Invece questa cosa, il sentire una signora di Pavia dire che faticare è la sua passione, così, anche con l’alterigia di chi si ritiene una eletta al cospetto di chi invece è terra terra, mi ha fatto capire, appunto, che la mia passione, purtroppo poco praticata per assenza di tempo libero, è non faticare. Non solo, di guardare con sospetto chiunque inneggi ai risultati raggiunti col sudore della fronte, a forza di tenacia e allenamenti, caparbietà laddove, invece, penso sia sufficiente il talento, anche quello lasciato allo stato brado, ineducato. Come l’ippopotamo, il secondo mammifero d’acqua al mondo, il primo è ovviamente la balena, che vive buona parte della sua vita in acqua ma, tecnicamente, non sa neanche nuotare. Non per incapacità, è un ippopotamo, ma perché non gli serve, gli basta scendere sul fondo e camminare, al limite ogni tanto fare qualche salto verso l’alto per arrivare a pelo d’acqua e respirare, ovviamente non ha neanche le branchie. Vaglielo a dire all’ippopotamo che dovrebbe esercitarsi, faticare, allenarsi fino a imparare a nuotare come gli altri mammiferi che vivono in acqua. Vagli a far pesare il suo essere pigro, che dico pigro?, il suo non voler sprecare energie dietro attività che evidentemente sono evitabili. Certo, in genere dei talenti che non si sforzano di stare dentro determinati cliché, che non educano il loro talento per farsi sistema si dice che sono genio e sregoletazza, che il loro è appunto un talento sprecato. Sulla faccenda dei non talentuosi che se la sudano e che poi ottengono i risultati solo in virtù del loro essersela sudata, a volte, ci ha scritto su un classico Ligabue, Una vita da mediano, uno che evidentemente non è il mediano che ci vuole far credere, ma la storia del rock e anche quella del più innocuo pop, ma anche letteratura e arte in questo danno grandi soddisfazioni, è infarcita di talenti sprecati che, in attesa di fare una brutta fine, hanno comunque tirato fuori perle mica da ridere. In alcuni casi, neanche pochi, anche di talenti sprecati che non hanno fatto in tempo a tirare fuori perle, o che non erano in effetti abbastanza sul pezzo per saperle tirare fuori. Amen. Ippopotami che non sapevano nuotare, ma che rimanevano comunque a galla, o almeno ci provavano, e che in tutti i casi se ne sbattevano di dover per forza star lì a sbattersi al largo, potendo limitarsi a poltrire a riva, un qualche uccello esotico a togliergli insetti e zecche dalla pelle ruvida.
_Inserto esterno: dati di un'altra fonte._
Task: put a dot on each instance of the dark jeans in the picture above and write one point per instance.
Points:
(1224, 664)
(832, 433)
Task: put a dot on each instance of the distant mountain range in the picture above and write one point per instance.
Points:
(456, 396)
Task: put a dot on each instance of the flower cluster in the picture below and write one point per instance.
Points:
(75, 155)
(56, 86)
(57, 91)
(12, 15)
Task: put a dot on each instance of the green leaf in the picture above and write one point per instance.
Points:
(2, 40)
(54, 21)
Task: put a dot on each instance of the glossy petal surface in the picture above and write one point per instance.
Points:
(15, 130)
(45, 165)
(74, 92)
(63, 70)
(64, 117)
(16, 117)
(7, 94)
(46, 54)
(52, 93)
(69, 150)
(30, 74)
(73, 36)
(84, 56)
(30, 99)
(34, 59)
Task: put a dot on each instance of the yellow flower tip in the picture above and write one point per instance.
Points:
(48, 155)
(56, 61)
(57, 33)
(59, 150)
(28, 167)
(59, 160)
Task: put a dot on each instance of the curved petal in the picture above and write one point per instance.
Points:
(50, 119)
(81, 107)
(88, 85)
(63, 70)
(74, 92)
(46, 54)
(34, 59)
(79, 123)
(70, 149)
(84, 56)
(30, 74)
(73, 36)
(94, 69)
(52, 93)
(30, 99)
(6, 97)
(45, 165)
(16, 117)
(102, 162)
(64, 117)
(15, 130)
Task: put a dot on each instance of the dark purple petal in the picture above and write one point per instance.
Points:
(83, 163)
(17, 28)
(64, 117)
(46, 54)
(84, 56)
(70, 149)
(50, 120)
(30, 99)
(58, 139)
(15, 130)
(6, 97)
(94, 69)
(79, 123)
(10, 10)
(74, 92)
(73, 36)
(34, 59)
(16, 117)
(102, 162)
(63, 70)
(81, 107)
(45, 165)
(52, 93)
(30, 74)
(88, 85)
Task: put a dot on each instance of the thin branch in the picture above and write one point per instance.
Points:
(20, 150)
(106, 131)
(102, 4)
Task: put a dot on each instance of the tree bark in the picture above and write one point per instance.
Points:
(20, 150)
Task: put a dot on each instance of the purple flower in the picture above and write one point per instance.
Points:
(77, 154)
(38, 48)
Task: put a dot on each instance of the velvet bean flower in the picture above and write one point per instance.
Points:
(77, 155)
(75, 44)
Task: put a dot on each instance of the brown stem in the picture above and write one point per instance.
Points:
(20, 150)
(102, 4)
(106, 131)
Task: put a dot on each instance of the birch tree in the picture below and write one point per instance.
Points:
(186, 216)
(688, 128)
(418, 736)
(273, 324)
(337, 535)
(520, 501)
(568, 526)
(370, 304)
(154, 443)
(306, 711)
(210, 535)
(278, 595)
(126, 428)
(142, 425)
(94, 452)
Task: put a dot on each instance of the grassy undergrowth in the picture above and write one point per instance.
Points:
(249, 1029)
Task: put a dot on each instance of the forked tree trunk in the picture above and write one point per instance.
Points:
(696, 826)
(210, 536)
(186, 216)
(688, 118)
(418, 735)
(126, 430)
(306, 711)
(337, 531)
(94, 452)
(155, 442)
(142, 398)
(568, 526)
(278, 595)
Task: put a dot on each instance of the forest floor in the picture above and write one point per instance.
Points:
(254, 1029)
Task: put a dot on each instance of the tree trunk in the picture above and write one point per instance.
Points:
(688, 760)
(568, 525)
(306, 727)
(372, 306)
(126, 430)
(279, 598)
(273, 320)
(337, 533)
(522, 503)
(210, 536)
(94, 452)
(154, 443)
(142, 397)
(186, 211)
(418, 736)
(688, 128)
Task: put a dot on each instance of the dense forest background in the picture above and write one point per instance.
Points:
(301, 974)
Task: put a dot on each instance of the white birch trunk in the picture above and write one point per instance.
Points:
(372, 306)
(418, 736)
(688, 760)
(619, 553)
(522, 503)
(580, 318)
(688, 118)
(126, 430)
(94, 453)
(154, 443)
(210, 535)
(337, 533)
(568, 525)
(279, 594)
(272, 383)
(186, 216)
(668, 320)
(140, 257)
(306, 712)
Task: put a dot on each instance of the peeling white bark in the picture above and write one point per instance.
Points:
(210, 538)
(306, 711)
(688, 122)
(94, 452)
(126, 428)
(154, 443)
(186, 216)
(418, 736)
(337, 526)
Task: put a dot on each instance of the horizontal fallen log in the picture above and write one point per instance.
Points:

Non so voi, ma io tra una atletica signora di Pavia con racchette da passeggio, scarpe da trekking, canottiera fluo e pantacollant stile ciclista e mia moglie, vestita di bianco, un paio di scarpe inadatte anche a fare gli scalini che separano il portone di casa nostra dall’ascensore, non ho assolutamente dubbi su da che parte stare, poco importa se ha provato a uccidermi subdolamente proprio nel giorno del nostro ventitreesimo anniversario di nozze, in tutti i casi sarebbe stata un’uscita di scena da prima pagina. Io, come Bud Spencer, sto con gli ippopotami.